The Land Bank of the Philippines plans to raise up to P5 billion in deposits from the sale of medium-term high-yield certificates from local investors, taking advantage of the availability of ample liquidity to lock in more stable funds to support loan growth.
In a notice, Landbank said the offer period for its issuance of Long-Term Negotiable Certificates of Time Deposit (LTNCD) started on Monday and would go on until the 25th of the month, or until all the securities are sold.
The LTNCDs have a maturity of five and a half years from the issue date, which was set on Nov. 5. The deposit instruments will pay out 3.125 to 3.5 percent, with investors getting interest payments every quarter.
Lead arrangers, bookrunners, and selling agents for the issue were foreign financial institutions, namely, Deutsche Bank, HSBC and ING Bank. Other selling agents were First Metro Investments Corp., Landbank, and Multinational Investment Bancorportation.
The LTNCDs will sell at a minimum lot of P50,000, which can be increased at P10,000 increments.
A similar LTNCD issuance by Landbank—sold mainly to overseas Filipino workers and their relatives—that matures next month had a payout of 7 percent.
In August, Landbank reported a 49-percent jump in profits to P8.5 billion for the first half of the year, exceeding the state-run lender’s target for the six-month period by 62 percent.
Landbank is the latest in a growing list of lenders that have raised loanable funds through the sale of LTNCDs this year.

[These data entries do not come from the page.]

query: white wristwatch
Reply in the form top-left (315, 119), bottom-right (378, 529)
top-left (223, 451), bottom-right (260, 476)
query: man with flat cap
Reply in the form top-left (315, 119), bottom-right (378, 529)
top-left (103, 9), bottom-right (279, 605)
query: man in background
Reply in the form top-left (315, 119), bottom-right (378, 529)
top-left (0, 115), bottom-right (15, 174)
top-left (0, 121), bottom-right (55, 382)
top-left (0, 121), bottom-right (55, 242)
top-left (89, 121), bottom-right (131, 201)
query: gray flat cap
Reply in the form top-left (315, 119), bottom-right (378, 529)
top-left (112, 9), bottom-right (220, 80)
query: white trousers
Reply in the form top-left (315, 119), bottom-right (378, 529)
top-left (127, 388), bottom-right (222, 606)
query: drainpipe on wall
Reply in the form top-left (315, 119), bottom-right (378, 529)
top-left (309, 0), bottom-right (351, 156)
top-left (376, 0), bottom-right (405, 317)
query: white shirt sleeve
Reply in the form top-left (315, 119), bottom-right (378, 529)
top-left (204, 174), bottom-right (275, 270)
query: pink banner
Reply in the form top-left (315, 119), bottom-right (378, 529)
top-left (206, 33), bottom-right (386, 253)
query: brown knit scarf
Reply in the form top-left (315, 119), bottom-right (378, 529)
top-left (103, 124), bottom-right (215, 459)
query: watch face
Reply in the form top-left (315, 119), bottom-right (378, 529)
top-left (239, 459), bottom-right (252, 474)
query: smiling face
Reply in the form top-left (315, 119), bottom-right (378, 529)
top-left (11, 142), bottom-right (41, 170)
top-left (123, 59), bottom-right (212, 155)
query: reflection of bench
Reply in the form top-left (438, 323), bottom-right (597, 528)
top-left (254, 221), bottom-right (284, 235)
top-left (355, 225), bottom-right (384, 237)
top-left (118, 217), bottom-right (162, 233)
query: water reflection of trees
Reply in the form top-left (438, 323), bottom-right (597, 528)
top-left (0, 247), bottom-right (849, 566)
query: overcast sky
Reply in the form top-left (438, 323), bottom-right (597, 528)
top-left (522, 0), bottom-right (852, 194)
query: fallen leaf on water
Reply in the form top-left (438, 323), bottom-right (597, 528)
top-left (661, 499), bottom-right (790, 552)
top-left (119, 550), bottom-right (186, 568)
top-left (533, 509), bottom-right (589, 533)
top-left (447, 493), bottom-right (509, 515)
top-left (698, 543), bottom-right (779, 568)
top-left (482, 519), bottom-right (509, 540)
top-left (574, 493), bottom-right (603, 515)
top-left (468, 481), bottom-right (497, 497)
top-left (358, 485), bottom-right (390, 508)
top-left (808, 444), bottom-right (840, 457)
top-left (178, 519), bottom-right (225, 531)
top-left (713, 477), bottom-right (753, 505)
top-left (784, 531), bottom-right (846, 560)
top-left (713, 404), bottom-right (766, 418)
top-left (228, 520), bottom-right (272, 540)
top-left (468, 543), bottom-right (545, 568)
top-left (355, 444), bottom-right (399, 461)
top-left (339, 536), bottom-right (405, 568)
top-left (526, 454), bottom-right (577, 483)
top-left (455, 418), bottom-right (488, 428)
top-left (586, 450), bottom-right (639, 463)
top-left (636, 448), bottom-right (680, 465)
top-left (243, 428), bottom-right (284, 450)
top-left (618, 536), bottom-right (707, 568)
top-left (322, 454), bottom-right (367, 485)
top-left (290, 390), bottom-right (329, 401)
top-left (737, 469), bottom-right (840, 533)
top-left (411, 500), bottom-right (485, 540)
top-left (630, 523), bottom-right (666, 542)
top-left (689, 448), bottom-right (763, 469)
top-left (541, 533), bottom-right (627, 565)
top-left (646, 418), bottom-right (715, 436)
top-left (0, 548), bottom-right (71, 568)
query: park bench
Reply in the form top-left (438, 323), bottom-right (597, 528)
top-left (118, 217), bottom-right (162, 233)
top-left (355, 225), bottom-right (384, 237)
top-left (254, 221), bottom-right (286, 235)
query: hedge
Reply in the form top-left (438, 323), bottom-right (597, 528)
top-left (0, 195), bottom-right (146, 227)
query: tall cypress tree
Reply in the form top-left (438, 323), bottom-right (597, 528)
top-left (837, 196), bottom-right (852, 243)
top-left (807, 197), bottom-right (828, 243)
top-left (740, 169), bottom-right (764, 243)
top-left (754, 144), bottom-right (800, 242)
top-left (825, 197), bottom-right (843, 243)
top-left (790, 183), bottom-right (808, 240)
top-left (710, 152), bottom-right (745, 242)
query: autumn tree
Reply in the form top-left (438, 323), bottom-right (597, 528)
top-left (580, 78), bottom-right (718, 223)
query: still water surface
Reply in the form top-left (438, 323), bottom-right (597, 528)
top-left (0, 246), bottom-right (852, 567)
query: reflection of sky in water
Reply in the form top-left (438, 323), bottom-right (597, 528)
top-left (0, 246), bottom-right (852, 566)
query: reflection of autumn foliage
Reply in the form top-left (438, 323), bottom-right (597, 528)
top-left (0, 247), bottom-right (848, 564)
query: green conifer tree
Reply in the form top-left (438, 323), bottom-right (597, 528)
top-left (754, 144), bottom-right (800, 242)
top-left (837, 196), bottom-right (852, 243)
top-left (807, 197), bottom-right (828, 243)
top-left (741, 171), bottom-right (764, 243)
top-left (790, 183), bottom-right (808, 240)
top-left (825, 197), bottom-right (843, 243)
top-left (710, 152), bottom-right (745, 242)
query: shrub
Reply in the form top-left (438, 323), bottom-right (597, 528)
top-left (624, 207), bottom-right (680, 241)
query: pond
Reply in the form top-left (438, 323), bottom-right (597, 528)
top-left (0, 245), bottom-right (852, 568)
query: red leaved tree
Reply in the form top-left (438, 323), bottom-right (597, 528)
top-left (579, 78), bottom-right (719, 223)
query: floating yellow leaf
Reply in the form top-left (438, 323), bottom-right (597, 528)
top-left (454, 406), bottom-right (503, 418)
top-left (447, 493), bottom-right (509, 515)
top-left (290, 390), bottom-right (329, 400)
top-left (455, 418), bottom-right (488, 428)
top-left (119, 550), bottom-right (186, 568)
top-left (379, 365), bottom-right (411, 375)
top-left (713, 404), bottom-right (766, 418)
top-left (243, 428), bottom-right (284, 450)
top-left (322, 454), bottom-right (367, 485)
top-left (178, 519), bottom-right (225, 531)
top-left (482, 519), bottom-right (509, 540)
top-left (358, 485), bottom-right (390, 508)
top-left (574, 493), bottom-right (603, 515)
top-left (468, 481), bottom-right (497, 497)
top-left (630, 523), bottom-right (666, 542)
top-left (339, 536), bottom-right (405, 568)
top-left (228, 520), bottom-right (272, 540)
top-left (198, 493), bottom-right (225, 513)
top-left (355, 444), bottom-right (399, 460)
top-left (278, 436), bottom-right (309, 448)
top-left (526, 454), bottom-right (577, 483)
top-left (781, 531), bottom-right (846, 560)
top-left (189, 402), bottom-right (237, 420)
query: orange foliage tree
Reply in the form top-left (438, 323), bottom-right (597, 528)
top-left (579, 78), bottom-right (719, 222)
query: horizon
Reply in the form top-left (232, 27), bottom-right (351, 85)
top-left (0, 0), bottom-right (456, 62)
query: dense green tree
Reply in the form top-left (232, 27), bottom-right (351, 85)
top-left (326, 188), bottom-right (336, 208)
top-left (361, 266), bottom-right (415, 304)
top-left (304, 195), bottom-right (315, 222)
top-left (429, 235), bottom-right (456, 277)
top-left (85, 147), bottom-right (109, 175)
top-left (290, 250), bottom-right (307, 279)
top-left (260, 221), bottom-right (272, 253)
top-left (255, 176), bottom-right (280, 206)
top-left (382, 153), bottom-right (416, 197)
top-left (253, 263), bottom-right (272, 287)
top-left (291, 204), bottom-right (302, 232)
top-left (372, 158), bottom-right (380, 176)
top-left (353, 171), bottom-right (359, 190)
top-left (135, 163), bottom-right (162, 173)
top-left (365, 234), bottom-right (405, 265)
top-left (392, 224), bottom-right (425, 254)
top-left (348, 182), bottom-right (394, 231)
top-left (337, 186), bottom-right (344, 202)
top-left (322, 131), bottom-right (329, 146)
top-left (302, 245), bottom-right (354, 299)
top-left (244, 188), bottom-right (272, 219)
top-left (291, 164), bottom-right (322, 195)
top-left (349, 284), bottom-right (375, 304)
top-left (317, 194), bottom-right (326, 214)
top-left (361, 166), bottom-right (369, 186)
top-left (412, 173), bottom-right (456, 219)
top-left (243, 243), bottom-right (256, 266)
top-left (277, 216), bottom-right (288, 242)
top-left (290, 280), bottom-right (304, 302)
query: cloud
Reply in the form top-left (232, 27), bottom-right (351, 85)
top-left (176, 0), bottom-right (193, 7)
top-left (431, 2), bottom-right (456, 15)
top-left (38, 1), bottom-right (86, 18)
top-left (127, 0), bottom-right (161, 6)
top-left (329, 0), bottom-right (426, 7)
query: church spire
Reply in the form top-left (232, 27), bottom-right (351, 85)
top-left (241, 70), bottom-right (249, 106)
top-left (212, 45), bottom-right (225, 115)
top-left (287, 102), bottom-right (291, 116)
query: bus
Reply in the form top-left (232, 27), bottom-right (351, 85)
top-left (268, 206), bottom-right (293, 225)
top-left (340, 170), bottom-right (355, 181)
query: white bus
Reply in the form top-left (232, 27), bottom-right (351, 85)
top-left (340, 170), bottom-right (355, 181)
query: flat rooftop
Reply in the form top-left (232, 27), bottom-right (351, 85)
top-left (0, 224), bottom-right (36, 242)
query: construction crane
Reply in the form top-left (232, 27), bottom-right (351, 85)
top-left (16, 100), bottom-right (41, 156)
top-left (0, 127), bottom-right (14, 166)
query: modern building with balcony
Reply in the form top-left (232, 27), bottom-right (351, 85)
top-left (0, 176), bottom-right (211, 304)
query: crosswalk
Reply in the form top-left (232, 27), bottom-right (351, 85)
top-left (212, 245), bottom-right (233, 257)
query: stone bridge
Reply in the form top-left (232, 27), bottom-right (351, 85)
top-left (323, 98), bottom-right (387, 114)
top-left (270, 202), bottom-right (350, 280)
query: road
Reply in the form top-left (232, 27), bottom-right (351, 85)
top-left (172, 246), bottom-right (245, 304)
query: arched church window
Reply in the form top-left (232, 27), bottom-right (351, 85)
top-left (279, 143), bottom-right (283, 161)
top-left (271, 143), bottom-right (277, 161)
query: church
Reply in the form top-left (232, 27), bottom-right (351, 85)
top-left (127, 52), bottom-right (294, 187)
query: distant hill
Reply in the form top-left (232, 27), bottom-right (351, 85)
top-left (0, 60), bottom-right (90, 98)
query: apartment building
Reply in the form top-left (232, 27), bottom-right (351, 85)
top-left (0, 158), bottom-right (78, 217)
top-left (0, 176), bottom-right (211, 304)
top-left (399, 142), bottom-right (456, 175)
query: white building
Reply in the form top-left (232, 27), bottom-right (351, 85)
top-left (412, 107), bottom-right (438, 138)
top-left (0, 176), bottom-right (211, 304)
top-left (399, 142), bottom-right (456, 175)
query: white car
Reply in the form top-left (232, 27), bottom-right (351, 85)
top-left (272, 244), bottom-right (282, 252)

Gotianun-led Eastwest Banking Corp. earlier said it planned to raise P5 billion in LTNCDs that also mature in five and a half years.
Last month, the Aboitiz family’s Unionbank of the Philippines launched a similar offering, taking advantage of the country’s highly liquid market. The Rizal Commercial Banking Corp. (RCBC) did the same last September.
Earlier, the Bangko Sentral ng Pilipinas said it expected fund-raising activities of local banks to pick up due to the availability of ample liquidity that has been driving the country’s booming economy.
The country’s money supply grew by 30.9 percent in September—the fastest expansion in a decade—following the exit of recently banned non-pooled funds from the central bank’s special deposit accounts.